Alaska’s Congressional delegation appreciated President Obama’s call in his State of the Union address Tuesday night to cut red tape and spur employment, energy development and innovation. But the Republicans in their ranks question his plan to make that happen. The President delivered his State of the Union to a joint session of Congress in the U.S. House chamber. His comments on energy particularly interested the Alaskan delegation.
“And nowhere is the promise of innovation greater than in the promise of American made energy. In the past three years, we’ve opened millions of new acres for oil and gas exploration, and tonight I’m directing my administration to open more than 75 percent of our potential offshore oil and gas resources,” President Obama said.
Republican Senator Lisa Murkowski said Obama was trying to take credit for initiatives that started in the Bush administration. Speaking with APRN Tuesday night near the Capitol subway taking Senators back to their offices after the speech, she said she was pleasantly surprised the President spent a good six and half minutes on energy.
“I did note with great interest that he seemed to be very favorably inclined to natural gas. Which is good, it’s critical for this country in terms of resource and in terms of the jobs. It’s going to be very important for Alaska as we seek to find market for natural gas. But I also recognize there are some within his agencies that are not so keen on all aspects of natural gas,” Murkowski said.

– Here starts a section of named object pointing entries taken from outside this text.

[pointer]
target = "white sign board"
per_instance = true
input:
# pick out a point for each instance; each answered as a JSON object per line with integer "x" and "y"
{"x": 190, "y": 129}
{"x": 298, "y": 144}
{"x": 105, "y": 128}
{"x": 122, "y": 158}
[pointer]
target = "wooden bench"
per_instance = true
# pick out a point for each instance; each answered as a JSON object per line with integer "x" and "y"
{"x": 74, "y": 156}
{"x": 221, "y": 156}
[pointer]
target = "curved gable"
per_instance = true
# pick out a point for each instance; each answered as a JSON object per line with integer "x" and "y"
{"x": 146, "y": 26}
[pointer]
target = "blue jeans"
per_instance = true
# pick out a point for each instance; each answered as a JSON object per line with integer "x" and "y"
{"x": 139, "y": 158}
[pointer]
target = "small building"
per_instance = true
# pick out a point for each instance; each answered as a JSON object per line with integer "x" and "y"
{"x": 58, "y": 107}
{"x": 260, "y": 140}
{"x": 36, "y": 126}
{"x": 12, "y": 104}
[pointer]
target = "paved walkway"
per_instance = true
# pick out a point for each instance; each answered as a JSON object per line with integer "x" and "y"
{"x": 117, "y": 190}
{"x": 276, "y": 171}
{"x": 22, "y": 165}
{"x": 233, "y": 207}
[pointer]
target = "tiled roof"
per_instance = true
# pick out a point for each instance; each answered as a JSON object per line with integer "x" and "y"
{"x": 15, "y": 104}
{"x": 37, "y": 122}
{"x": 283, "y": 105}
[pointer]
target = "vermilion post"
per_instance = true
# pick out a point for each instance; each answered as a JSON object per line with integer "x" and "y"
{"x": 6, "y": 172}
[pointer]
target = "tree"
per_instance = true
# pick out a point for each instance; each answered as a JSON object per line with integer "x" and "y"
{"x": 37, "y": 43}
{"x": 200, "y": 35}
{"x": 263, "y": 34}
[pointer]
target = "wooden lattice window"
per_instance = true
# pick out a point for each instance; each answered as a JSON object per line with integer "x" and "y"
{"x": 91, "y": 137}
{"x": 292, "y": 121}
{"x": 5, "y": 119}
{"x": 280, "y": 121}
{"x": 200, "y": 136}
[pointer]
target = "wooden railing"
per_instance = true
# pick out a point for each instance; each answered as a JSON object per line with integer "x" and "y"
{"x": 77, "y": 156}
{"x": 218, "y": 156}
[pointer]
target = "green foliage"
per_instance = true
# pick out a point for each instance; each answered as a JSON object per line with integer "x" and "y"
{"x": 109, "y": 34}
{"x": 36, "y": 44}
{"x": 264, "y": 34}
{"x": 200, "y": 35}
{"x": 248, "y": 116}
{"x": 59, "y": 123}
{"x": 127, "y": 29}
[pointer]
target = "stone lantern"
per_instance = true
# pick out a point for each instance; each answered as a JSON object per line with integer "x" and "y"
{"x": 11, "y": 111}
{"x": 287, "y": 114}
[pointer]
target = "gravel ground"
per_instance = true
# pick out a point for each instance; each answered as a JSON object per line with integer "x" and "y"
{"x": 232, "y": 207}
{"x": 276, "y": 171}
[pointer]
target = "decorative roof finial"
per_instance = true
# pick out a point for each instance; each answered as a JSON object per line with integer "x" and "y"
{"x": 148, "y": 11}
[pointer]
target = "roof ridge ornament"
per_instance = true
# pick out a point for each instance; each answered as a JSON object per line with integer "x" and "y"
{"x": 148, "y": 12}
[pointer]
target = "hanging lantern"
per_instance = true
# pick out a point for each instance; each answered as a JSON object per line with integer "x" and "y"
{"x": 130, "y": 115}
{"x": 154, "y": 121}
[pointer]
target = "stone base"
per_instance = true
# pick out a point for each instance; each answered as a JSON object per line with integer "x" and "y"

Democratic Senator Mark Begich says he was also pleased to hear President Obama linger on energy issues, but he wants to hear more details:
“You can’t talk about oil and gas unless you talk about Alaska. We’re an important part of this equation. So I feel he could’ve been more specific about how he’s going to do that. I hope in the next coming weeks that will be more detailed, about how Alaska can play a role supplying oil and gas to this country. Especially because he mentioned OCS, that’s where the biggest finds will potentially be, in Chukchi and Beaufort,” Begich said.
Alaska’s Republican U.S. Representative Don Young agreed with Senator Begich. He gave the President only a couple standing ovations, most notably when Obama said it’s time “to stop rewarding businesses that ship jobs overseas” and called for tax reforms to give companies incentives to hire American. But Young dismissed the President’s energy policy as “smoke and mirrors.”
Last night though Alaska’s delegation sat with members of the other party. Congressman Young, who rarely attends State of the Union speeches went at the invitation of Hawaii Democrat Mazie Hirono. Senator Begich sat with Maine Republican Olympia Snowe and Senator Murkowski, a big proponent of the movement for bipartisan seating, was joined by Colorado Democrat Mark Udall.